Donnie
by John M. Smith, Executive Director
Egyptian Area Agency on Aging

My friends, Rick and Dave, introduced me to Donnie many years ago. He stood just three foot six inches tall, but was a big man in my eyes.

He was born with a congenital condition which prevented normal growth, but that didn't stop him from being “normal.” I met his parents only once before he died, but Donnie's parents had obviously raised him like any other child, teaching him to act nice, be polite, listen before talking, say yes and no “sir” and “thank you.”

The people in the small town where Donnie lived treated him like a celebrity; he seemed to make them happy. He served on several town boards including serving as the treasurer for his small town's annual fair. He was consulted by everyone on taxes, because of his background in Accounting, and on caring for animals, as he raised several himself and it was a real interest of his. Everyone was happy when he was around.

He also liked sports, and was a huge “Cubbie's” fan. Donnie, Rick, Dave, and I often went to Chicago when we visited with each other, to watch the Cubs play. If we were lucky, both the Cubs and White Sox were in town on the same day and we'd see them both. And if we were really lucky the Cubs would be playing the Cardinals, or Dave's favorite team the Dodgers, which made us even happier.

When we met at Donnie's home, he was a genuinely wonderful host. He would make sure we were well fed and entertained. When we went out to eat, he'd show us the best places to dine. Every time we sat down to eat at a restaurant, the townsfolk would come up to him for extended conversations, always smiling and happy. Before I knew him well, I thought he was a politician because he knew and talked to everyone in town.
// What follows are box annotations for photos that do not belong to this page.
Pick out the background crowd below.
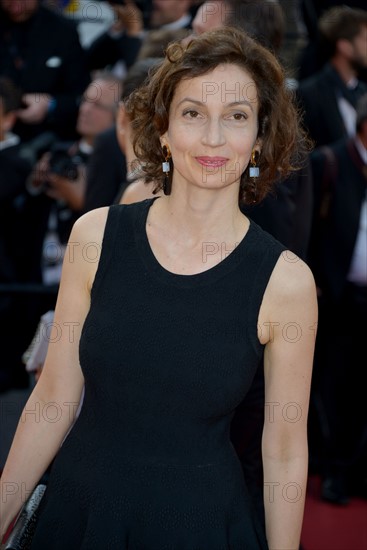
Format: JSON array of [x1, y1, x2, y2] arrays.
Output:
[[0, 0, 367, 504]]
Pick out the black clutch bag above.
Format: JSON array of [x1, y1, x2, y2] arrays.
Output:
[[1, 483, 46, 550]]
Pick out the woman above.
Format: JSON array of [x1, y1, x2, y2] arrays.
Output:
[[1, 29, 316, 550]]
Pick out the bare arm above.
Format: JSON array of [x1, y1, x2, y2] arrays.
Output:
[[0, 208, 108, 540], [259, 252, 317, 550]]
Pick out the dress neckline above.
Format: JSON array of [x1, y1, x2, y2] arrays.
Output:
[[135, 201, 256, 288]]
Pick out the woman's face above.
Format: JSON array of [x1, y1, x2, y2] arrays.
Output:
[[161, 64, 260, 194]]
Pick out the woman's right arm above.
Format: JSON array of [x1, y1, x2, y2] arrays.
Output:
[[0, 208, 108, 541]]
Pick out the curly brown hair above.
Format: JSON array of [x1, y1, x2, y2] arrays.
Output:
[[126, 27, 306, 204]]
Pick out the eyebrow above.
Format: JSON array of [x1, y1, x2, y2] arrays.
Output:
[[177, 97, 254, 111]]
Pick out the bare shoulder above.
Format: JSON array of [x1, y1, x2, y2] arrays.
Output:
[[268, 250, 316, 299], [70, 206, 109, 243], [259, 250, 317, 343], [120, 180, 157, 204]]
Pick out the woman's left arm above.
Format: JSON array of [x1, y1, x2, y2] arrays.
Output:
[[259, 252, 317, 550]]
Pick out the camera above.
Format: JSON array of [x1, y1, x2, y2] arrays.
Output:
[[108, 0, 152, 26], [48, 148, 82, 181]]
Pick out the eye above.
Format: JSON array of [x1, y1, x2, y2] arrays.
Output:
[[231, 113, 247, 120], [182, 109, 199, 118]]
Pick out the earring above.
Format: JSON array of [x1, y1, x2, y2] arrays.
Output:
[[250, 149, 260, 178], [162, 145, 171, 195]]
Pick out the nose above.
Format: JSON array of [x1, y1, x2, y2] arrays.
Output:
[[201, 118, 225, 147]]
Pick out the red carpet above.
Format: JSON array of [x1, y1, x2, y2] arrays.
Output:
[[302, 477, 367, 550]]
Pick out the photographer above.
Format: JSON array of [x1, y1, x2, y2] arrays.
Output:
[[86, 0, 151, 76], [28, 72, 121, 284]]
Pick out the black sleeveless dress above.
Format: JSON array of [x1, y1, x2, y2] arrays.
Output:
[[32, 199, 284, 550]]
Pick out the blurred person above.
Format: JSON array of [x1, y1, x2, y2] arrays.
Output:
[[149, 0, 195, 30], [297, 6, 367, 147], [28, 72, 122, 284], [3, 73, 121, 396], [297, 0, 367, 80], [82, 126, 126, 212], [0, 0, 90, 141], [0, 76, 31, 393], [87, 0, 197, 77], [137, 28, 191, 60], [0, 29, 317, 550], [86, 0, 148, 78], [310, 94, 367, 504], [192, 0, 285, 55]]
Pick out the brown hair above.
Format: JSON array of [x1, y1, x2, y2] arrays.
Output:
[[126, 27, 305, 203]]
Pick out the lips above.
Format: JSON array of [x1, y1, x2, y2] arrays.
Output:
[[196, 157, 228, 168]]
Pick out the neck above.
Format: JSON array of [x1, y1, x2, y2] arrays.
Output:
[[152, 184, 248, 246], [330, 56, 357, 84]]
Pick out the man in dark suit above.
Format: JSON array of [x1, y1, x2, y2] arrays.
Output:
[[0, 77, 31, 394], [86, 0, 195, 75], [310, 94, 367, 504], [298, 6, 367, 146], [0, 0, 90, 140]]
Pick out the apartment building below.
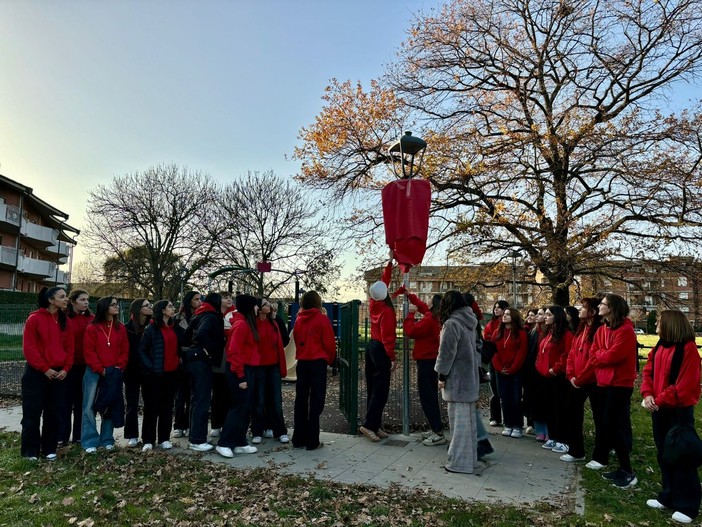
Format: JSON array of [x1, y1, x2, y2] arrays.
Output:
[[0, 175, 80, 293]]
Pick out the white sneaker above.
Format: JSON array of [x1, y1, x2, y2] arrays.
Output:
[[216, 446, 234, 457], [646, 500, 668, 511], [188, 443, 214, 452], [670, 511, 692, 523], [585, 459, 605, 470]]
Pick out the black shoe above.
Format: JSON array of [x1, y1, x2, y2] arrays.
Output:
[[612, 470, 639, 489], [602, 468, 626, 481]]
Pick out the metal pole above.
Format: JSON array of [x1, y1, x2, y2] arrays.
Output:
[[402, 272, 410, 436]]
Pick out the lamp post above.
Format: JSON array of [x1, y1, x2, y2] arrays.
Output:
[[512, 249, 521, 309], [389, 132, 427, 436]]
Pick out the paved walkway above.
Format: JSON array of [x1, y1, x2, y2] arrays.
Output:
[[0, 407, 577, 504]]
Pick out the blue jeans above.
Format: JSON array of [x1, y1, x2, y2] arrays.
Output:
[[245, 364, 288, 437], [80, 368, 115, 448], [186, 359, 212, 445]]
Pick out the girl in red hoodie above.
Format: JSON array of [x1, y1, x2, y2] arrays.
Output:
[[359, 258, 397, 442], [402, 293, 446, 446], [535, 306, 573, 454], [641, 309, 702, 523], [21, 287, 74, 461], [59, 289, 94, 445], [586, 293, 638, 488], [81, 296, 129, 454], [292, 291, 336, 450], [492, 307, 529, 438], [561, 298, 602, 463]]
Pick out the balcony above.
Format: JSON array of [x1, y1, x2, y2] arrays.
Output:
[[45, 242, 70, 263], [0, 246, 17, 269], [17, 256, 56, 279], [0, 203, 21, 228], [20, 219, 59, 249]]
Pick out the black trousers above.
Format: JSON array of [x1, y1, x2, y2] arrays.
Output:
[[20, 364, 65, 457], [58, 364, 85, 443], [417, 359, 443, 434], [363, 340, 391, 432], [651, 406, 702, 518], [591, 386, 634, 473], [141, 372, 178, 445], [292, 359, 327, 450]]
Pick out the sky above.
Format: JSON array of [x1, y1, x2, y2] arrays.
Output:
[[0, 0, 438, 300]]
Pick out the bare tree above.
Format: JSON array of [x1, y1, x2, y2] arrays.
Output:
[[296, 0, 702, 304], [86, 164, 220, 299], [218, 171, 339, 297]]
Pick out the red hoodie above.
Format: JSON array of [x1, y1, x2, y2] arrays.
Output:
[[536, 330, 573, 377], [292, 308, 336, 364], [70, 314, 95, 366], [566, 326, 596, 388], [83, 322, 129, 375], [22, 307, 74, 373], [590, 318, 638, 388], [368, 262, 397, 362], [402, 294, 441, 360], [641, 340, 700, 408], [258, 318, 288, 378], [492, 328, 529, 375]]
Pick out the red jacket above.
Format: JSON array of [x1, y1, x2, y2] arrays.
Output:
[[483, 316, 502, 342], [590, 318, 638, 388], [22, 307, 74, 373], [293, 309, 336, 364], [368, 262, 397, 362], [70, 314, 95, 366], [536, 330, 573, 377], [83, 322, 129, 375], [566, 326, 597, 387], [402, 294, 441, 360], [258, 318, 288, 378], [492, 328, 529, 375], [641, 341, 700, 408]]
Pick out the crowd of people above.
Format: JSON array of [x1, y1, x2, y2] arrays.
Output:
[[21, 262, 701, 523], [21, 287, 336, 461]]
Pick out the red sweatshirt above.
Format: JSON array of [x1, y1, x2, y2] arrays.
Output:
[[641, 340, 700, 408], [483, 316, 502, 342], [83, 322, 129, 375], [70, 315, 95, 366], [536, 330, 573, 377], [368, 262, 397, 362], [22, 307, 74, 373], [590, 318, 638, 388], [402, 294, 441, 360], [492, 328, 529, 375], [566, 326, 596, 387], [258, 318, 288, 377], [292, 309, 336, 364]]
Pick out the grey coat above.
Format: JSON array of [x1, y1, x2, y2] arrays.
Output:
[[434, 306, 480, 403]]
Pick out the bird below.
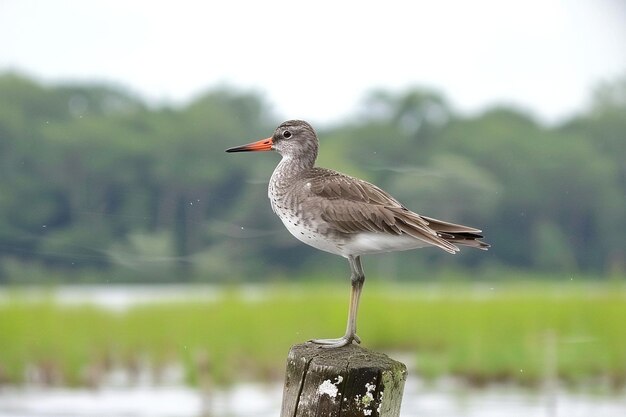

In his mid-thirties some five years ago, he married Robin. She is a little person, too. And just like Donnie, she's the toast of the town. They were only married two years before he died unexpectedly, but she has often said that those two years were the happiest of her life because of him. I guess the same caring traits which made everyone happy to know him made him a good husband, as well.

Not many have the ability to make others happy as Donnie did, but it was a lesson well learned to watch and appreciate his interaction with others. I have never seen a clearer example of why we must look at one's inner character rather than outer physical appearance when determining how big someone is.

It seemed like the entire town showed up at his funeral. Many of his friends waited in line for over five hours to say goodbye. I didn't like it that he died so young, but I'm not sad. I am happy because I got to know him, even if our visit was too short.